It is said to have been aborted in the fifth month of pregnancy; yet the embryo that can lodge within so narrow a chamber can scarcely have more than a few weeks’ growth. It is in Sir Charles Clarke’s collection, and I am indebted to Mr. Stone for permission to have it drawn by Mr. Perry, with three or four more specimens contained in the present publication.

On the right of the drawing, the real extent of the thickening of the external covering is not sufficiently denoted. There are in the substance of

REMARKS.

Calculous, steatomatous, and solid placentas are not of unfrequent occurrence in practice. I have seen several such cases. Sir Wm. Blizard presented to the Royal College of Surgeons a very instructive specimen of a human Ovum having a sarcomatous and calculous placenta, which had been expelled at three months and a half, by a patient who had miscarried three times within the three previous months.

There is also in the same college a magnificent specimen of a solid Ovum, of the size of a hen’s egg and shape. A small portion of the shell of this Ovum having been cut off, the embryo is seen, of the size of a common fly, within the cavity, which may be just large enough to admit the top of a man’s thumb. The ordinary involucra are so compact, and so firmly adhesive to one another, that they cannot be separately distinguished. The parietes thus formed are at least one fourth of an inch in thickness. On the right of the inside of the cavity there is seen a large swelling, which projects within the said cavity, and is probably the receptacle of another embryo, or a deposition of blood between what ought to be the translucid membranes or involucra.

Sometimes the fœtus alone has been found to have become an in-formed, hardened, or steatomatous mass. This is the case with a preparation, a striking one, in the Museum of St. George’s Hospital, midwifery division, marked F. 94. The fœtus, two inches long and perhaps one inch in diameter, is converted into a solid mass, retaining barely the outline of some parts of its form, with the exception of the vertex of the head, which is clearly defined. The mass appears to be steatomatous, and is suspended at a point considerably below the centre, by a regular umbilical cord pending from a large placenta, having the transparent and other involucra, which are laid open for inspection. A minute dissection of these various parts could not fail to throw considerable light on many important points connected with the diseases of the human Ovum, the fœtus, and its structure. At present the preparation is only imperfectly instructive.
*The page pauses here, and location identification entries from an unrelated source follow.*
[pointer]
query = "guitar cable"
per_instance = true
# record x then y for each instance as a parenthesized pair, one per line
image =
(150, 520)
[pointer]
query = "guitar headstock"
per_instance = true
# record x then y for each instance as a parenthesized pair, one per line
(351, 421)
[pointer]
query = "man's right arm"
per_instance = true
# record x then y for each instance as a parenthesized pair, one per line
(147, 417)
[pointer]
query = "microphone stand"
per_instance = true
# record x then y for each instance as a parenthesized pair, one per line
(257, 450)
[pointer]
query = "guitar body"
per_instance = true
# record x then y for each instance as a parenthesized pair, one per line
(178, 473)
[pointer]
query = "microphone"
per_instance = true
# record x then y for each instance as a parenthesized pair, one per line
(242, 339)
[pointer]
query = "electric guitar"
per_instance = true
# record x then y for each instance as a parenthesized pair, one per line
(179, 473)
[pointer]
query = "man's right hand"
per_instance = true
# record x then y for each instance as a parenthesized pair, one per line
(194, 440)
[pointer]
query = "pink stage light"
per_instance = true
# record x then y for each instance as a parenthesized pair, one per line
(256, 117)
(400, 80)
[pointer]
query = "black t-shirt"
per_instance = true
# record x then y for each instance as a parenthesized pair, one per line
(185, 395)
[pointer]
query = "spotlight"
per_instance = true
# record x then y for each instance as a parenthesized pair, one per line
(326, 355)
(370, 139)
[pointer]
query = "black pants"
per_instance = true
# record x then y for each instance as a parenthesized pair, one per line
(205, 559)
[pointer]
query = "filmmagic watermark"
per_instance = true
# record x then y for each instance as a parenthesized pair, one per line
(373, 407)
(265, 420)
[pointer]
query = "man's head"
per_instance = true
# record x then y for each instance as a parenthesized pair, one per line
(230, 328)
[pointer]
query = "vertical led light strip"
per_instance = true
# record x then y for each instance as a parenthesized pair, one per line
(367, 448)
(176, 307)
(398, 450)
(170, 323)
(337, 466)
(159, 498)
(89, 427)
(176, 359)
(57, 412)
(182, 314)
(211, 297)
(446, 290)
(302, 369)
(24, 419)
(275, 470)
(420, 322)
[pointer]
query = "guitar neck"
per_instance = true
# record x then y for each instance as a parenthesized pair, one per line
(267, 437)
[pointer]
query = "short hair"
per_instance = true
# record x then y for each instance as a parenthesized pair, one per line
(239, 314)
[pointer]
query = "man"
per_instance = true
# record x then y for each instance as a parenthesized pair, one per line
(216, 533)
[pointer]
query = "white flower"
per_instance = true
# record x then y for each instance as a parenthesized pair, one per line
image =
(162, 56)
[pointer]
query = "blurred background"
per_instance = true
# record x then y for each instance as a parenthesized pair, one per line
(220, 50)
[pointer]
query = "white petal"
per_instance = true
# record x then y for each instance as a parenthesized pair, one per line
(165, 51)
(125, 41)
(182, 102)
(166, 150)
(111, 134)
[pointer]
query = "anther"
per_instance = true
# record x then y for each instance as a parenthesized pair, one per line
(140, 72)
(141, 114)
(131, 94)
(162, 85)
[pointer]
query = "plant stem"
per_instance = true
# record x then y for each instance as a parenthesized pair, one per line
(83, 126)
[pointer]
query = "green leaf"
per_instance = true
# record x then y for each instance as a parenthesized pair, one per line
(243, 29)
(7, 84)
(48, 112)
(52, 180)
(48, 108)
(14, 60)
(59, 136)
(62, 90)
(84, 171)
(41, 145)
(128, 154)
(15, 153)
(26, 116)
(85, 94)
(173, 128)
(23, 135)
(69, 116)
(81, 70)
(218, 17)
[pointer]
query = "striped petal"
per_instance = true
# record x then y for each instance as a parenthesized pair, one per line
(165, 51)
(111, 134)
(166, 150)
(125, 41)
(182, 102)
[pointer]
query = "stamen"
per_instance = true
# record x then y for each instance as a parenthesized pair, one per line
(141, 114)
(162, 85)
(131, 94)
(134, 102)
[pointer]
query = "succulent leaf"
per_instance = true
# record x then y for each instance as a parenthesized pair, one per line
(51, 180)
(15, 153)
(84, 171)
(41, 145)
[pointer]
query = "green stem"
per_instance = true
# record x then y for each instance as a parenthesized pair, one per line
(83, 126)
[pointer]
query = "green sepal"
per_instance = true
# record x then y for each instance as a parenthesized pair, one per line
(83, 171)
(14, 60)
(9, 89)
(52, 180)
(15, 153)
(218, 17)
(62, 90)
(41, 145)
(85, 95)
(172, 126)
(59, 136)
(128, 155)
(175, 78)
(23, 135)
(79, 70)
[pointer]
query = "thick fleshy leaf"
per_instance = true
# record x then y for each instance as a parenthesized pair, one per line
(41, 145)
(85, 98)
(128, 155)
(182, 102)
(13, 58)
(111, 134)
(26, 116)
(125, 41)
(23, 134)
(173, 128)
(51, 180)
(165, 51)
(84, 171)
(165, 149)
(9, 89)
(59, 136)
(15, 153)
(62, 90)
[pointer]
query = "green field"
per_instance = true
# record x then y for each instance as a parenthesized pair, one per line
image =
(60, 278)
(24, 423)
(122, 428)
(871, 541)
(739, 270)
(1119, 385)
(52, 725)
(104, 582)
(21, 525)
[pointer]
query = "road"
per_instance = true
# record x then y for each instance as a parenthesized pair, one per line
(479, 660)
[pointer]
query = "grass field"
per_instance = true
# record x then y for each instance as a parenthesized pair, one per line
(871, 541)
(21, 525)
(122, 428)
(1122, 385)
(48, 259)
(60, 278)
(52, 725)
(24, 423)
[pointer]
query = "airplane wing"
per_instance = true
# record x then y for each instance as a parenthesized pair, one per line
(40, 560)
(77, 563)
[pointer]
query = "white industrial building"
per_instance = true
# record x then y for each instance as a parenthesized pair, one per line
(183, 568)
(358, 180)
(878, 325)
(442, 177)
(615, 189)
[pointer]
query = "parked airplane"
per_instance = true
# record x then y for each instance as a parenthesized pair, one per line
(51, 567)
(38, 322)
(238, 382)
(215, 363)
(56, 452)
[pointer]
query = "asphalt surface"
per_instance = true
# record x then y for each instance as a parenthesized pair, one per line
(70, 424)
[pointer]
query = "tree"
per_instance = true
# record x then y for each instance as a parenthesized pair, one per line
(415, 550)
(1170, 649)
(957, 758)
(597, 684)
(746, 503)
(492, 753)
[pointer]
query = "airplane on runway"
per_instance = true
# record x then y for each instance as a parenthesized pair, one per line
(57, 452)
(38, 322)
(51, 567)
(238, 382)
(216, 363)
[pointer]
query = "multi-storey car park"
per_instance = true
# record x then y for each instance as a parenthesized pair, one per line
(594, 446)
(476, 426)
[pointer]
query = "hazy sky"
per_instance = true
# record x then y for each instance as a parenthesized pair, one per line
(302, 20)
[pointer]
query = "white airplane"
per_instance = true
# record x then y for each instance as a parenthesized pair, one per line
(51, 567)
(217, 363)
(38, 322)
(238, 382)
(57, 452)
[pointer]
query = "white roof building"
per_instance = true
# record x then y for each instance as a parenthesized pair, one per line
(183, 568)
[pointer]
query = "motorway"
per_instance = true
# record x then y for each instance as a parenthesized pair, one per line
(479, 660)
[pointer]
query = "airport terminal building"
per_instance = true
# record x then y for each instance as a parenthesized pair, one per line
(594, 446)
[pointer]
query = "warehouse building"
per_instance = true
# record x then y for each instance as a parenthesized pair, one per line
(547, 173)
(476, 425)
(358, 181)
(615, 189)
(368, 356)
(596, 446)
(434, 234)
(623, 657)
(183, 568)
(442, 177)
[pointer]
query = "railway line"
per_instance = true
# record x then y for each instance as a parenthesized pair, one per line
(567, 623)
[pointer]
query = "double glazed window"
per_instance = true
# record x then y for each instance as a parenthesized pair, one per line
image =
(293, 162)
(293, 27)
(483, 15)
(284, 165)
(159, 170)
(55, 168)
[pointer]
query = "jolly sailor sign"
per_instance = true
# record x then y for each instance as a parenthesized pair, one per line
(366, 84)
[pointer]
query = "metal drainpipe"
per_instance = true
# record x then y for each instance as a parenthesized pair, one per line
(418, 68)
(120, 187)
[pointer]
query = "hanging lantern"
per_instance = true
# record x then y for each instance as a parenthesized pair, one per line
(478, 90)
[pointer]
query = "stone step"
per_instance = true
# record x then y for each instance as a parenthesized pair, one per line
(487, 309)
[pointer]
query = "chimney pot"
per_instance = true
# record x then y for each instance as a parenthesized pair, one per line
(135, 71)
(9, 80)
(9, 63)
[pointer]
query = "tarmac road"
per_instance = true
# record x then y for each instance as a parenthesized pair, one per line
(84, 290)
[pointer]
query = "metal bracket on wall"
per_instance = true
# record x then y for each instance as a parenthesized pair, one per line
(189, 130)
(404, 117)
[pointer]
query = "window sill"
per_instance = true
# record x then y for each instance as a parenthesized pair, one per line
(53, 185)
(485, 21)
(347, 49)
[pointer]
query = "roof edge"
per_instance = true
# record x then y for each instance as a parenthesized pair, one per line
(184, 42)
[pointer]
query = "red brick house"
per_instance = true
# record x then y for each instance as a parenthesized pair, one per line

Fig. 22. Ovum cum involucris internis, ab amnionitide et chorionitide, condensatis.

(Gestation, near upon five months?)

Here we have a specimen which will embarrass not a little those writers in obstetrics who, either through respect for olden authorities, or from habit, keep repeating what has been said before them, respecting the structure of the human ovum. I will describe the ovum as it stands before me this day, the 21st of January, 1833, on which occasion I again compared it with the drawing made some years before, and found the latter most strikingly correct in all its parts.

Beginning externally, we find a thin pellicle, many fragments of which are seen floating, covering the whole of the placenta, which seems consolidated and to have been compressed. These parts are not visible in the figure here represented, as they are placed at the posterior portion of the specimen. From each side of, and at the edge of the placental cake, comes a loosely-webbed, semi-transparent, coarse membrane, in some parts porous, in other parts opaque, which proceeds from under the placenta, and must have embraced the entire ovum before it was laid open. This membrane resembles that called the caducous,—and is in fact the membrane marked as such in all the preparations of human Ova in most obstetrical collections. Within this membrane we find another, considerably thickened, which, judging from the several portions that remain yet transparent, is actually passing from the latter into the opaque state: it is bifoliated. Immediately within the last-described envelope, and at the inferior part of the Ovum, we observe a thick cake, which was probably extravasated blood: it extends upwards on the right of the observer, getting less thick as it proceeds. The cake itself, on the side next to the fœtus, is lined, but loosely, by another bifoliated transparent involucrum, held fast to the involucrum just described by filiform vessels, which in some parts are distinctly visible even to the length of half an inch, with a space of the same dimension between the membrane and the cake before mentioned. The inside lining of the whole is the amnion, from the upper and lateral portion of which hangs an umbilical cord of three quarters of an inch in length, with an imperfect fœtus the size of half a wasp, in which however the rudiments of the abdominal extremities are quite distinct. The whole Ovum measures four inches vertically, and three inches transversally.